SCIENTIFIC OARSMANSHIP.
If a thing is worth doing at all it is worth doing well, whether it be undertaken in sport or as a means of livelihood.
The first principles of oarsmanship may be explained to a beginner in a few minutes, and he might roughly put them into force, in a casual and faulty manner, on the first day of his education.
In all pastimes and professions there is, as even a child knows, a very wide difference between the knowing how a thing is done and the rendering of the operation in the most approved and scientific manner.
In all operations which entail the use of implements there are three essentials to the attainment of real merit in the operation. These are, firstly, physical capacity; secondly, good tools to work with; thirdly, practice and painstaking on the part of the student.
For the purposes of the current chapter we shall postulate the two former, and confine the theme to details of such study and practice of oarsmanship as are requisite in order to attain scientific use of oars or sculls.

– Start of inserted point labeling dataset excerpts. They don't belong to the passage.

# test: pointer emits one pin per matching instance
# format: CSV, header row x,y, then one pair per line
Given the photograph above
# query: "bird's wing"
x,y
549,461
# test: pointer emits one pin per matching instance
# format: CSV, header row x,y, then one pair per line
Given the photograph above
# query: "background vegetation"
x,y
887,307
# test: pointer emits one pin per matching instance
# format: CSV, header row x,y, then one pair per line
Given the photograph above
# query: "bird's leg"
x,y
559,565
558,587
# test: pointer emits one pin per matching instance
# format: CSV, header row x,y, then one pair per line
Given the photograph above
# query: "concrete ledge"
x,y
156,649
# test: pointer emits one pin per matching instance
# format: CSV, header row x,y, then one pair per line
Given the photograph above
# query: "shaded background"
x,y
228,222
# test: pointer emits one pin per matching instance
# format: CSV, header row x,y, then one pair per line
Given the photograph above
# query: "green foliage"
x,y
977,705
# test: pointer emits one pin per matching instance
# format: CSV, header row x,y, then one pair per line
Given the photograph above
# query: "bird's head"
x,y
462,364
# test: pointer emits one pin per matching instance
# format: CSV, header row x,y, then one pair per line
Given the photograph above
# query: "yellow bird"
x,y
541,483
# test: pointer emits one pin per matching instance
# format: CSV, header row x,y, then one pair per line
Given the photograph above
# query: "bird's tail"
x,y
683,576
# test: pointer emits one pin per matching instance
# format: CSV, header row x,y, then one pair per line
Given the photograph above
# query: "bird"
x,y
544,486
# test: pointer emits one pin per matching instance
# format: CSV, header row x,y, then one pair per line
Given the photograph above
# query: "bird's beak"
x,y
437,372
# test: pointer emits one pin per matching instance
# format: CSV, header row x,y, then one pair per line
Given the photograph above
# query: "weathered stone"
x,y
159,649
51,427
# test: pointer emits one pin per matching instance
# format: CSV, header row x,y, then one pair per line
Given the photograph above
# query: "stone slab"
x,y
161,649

When commencing to learn an operation which entails a new and unwonted exercise, distinct volition is necessary on the part of the brain, in order to dictate to the various muscles the parts which they are to play in the operation.

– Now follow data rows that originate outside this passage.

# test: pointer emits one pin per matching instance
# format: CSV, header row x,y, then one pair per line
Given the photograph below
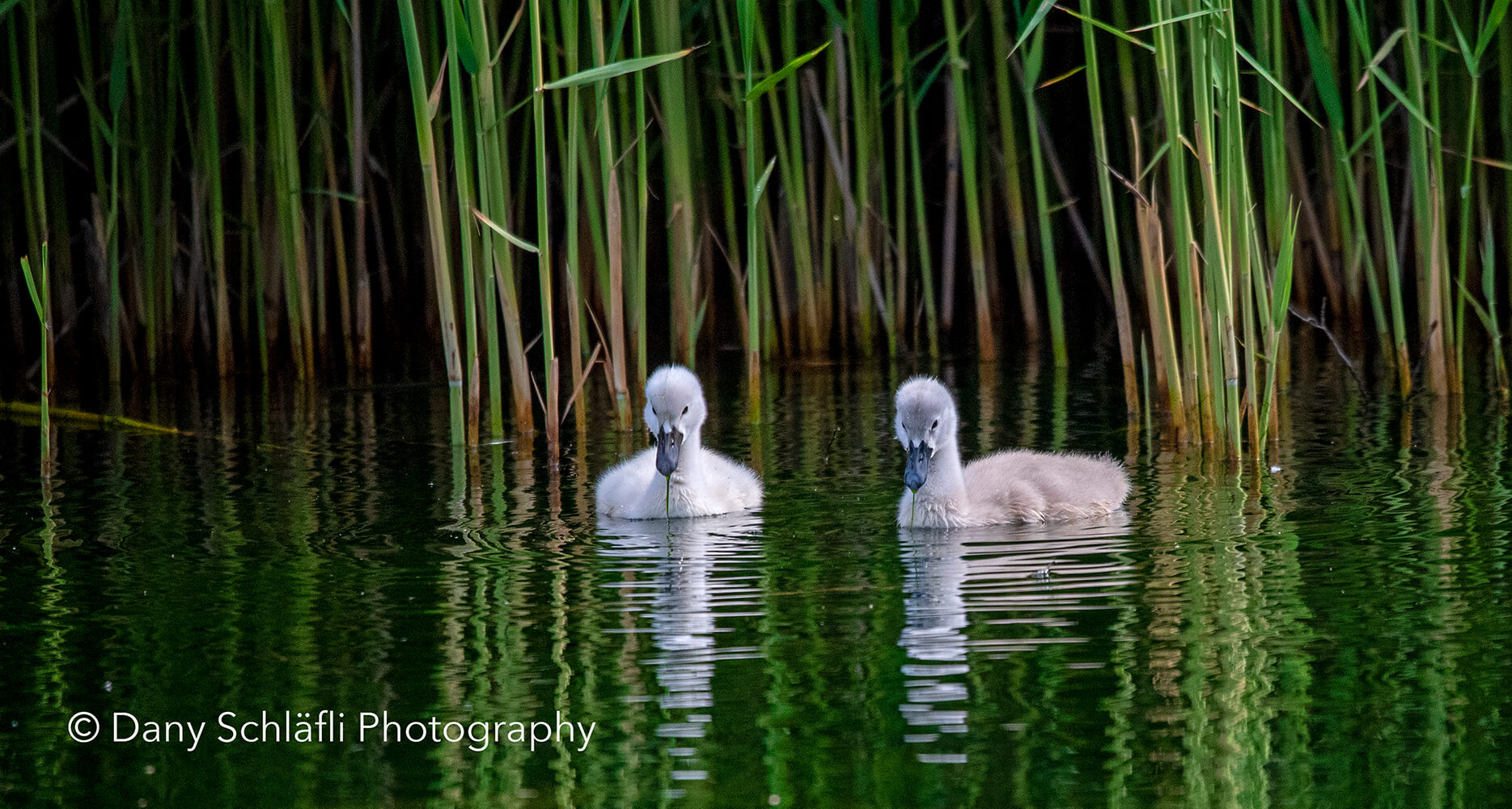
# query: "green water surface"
x,y
1328,631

The oftener that a muscular movement is repeated the less intense becomes the mental volition which is required to dictate that movement; until at last the movement becomes almost mechanical, and can be reproduced without a strain of the will (so long as the muscular power is not exhausted).
One object of studied practice at any given muscular movement is to accustom the muscles to this particular function, until they become capable of carrying it out without requiring specific and laborious instructions from the headquarters of the brain on the occasion of each such motion. Another object and result of exercise of one or more sets of muscles is to develop their powers. The anatomical reasons why muscles increase in vigour and activity under exercise need not be here discussed; the fact may be accepted that they do so.
Hence, by practice of any kind of muscular movement, the student increases both the vigour and the independence of action of the muscles concerned.